Fanatiker des „Guten“: die gefährlichsten aller Demagogen

Ich weiß jetzt, was mich an Habeck so massiv stört, dass ich beinahe körperliches Unwohlsein verspüre, sobald ich irgendwo etwas von dem Mann lese oder höre:

Die Verlogenheit dieses pfäffischen Sprechblasenpredigers geht so weit, dass er das dackelblickdämliche Betroffenheitsgesäusel, mit dem er den Leuten seine imperialistische Aufrüstungs- und Zensurpolitik verkauft, sogar sich selbst erzählt – und glaubt.

Sogar die branchenübliche berechnende Schlauheit, mit der dem Publikum die Zumutungen verbal parfümiert werden, die es demnächst auszuhalten hat, geht diesem Schwa**kopf ab.

Diese Sorte Fanatiker des „Guten“, die selbstgerechten und selbstwichtigen „Wir gegen die“-Ideologen scheinen mir von allen Demagogen die gefährlichsten zu sein.

Faschisierung auf dem Vormarsch: Artikel 5 GG nur noch Makulatur, Regierungskritik wird gnadenlos abgestraft.

Egal ob man die Aussagen und die Formulierungen dieser Rentnerin billigt oder nicht: das noch amtierende Ampelregime unter Olaf dem Vergeßlichen und Robert dem Schwa**Kopf bedient sich bei der Verfolgung abweichender Meinungen und der Kritiker ihres desaströsen Regierungshandelns einer willfährigen Justiz, die mit massiven, wohl abschreckend gedachten Strafen Leute verfolgt, die es wagen, der Obrigkeit zu widersprechen.

Die nötigen Gesetze hat sich die Regierung selber geschaffen (§§ 130 und 140, „Hassrede“ etc) und eine einsatzbereite Gedankenpolizei von NGOs, KI-Startups und freiwilligen Meldemuschis steht ebenfalls bereit, Dissidenten und unbotmäßig Bürger zu denunzieren.

Wer diese Parteien wählt, soll sich bitte hinterher nicht beschweren, dass er nichts gewusst hat.

Artikel zum Thema, Berliner Zeitung

Facebookaustausch über das Schmuddelkind der deutschen Parteienlandschaft


Ein Freund schreibt:

Ausgrenzung krachend gescheitert!

Der Fall Österreich zeigt, was passiert, wenn eine demokratisch gewählte Partei systematisch ausgeschlossen wird. Die FPÖ wurde über Jahre ignoriert und isoliert. Das Ergebnis: Sie ist die stärkste Kraft im Land und hat das politische System in eine Krise gestürzt. Die versuchte Bildung einer Koalition gegen sie scheiterte, der Kanzler trat zurück, und das Vertrauen in die Politik ist geschwächt.

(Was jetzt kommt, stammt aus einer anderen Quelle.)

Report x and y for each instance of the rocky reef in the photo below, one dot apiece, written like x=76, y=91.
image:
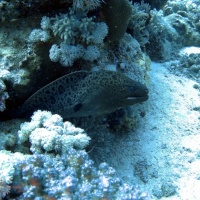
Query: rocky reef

Auch in Deutschland zeigt sich ein ähnliches Muster. Die AfD wird von anderen Parteien und großen Teilen der Öffentlichkeit ausgegrenzt, ohne dass man sich inhaltlich mit ihr auseinandersetzt. Doch diese Strategie treibt ihre Wählerzahlen nach oben. Immer mehr Menschen fühlen sich von den etablierten Parteien nicht vertreten. Die Abgrenzung verhindert keinen Erfolg, sie verstärkt ihn.

Eine Demokratie kann nicht funktionieren, wenn Millionen Wähler von der politischen Gestaltung ausgeschlossen werden. Parteien wie die AfD gehören zu unserem System und müssen als Gesprächspartner akzeptiert werden. Eine inhaltliche Auseinandersetzung ist der einzige Weg, politische Gräben zu überwinden und Vertrauen zurückzugewinnen. Ignorieren und blockieren löst keine Probleme – es verschärft sie.

Deutschland sollte aus den Entwicklungen in Österreich lernen: Der Umgang mit der AfD muss sich ändern, bevor auch hier die politische Handlungsfähigkeit weiter geschwächt wird.

Meine Antwort:

Der Umgang der offiziellen Politiker und Medien mit der AfD ist tatsächlich unter aller Sau: ausgrenzend, herablassend, provokativ bis frech – und spottet all den „demokratischen Prinzipien“ und „Werten“, die diese etablierten Eliten so gerne im Munde führen.

Das sehen die Leute und solidarisieren sich erst recht mit dem vermeintlichen Underdog, der den Altparteien und ihrer für alle sichtbaren Verlogenheit auf die Finger schaut und haut.

EINES allerdings eint Altparteien und AfD bzw. deren Anhänger:

Von Eigentums-, also Machtverhältnissen und von den gegensätzlichen Interessen in der Klassengesellschaft wollen sie weder etwas wissen noch hören.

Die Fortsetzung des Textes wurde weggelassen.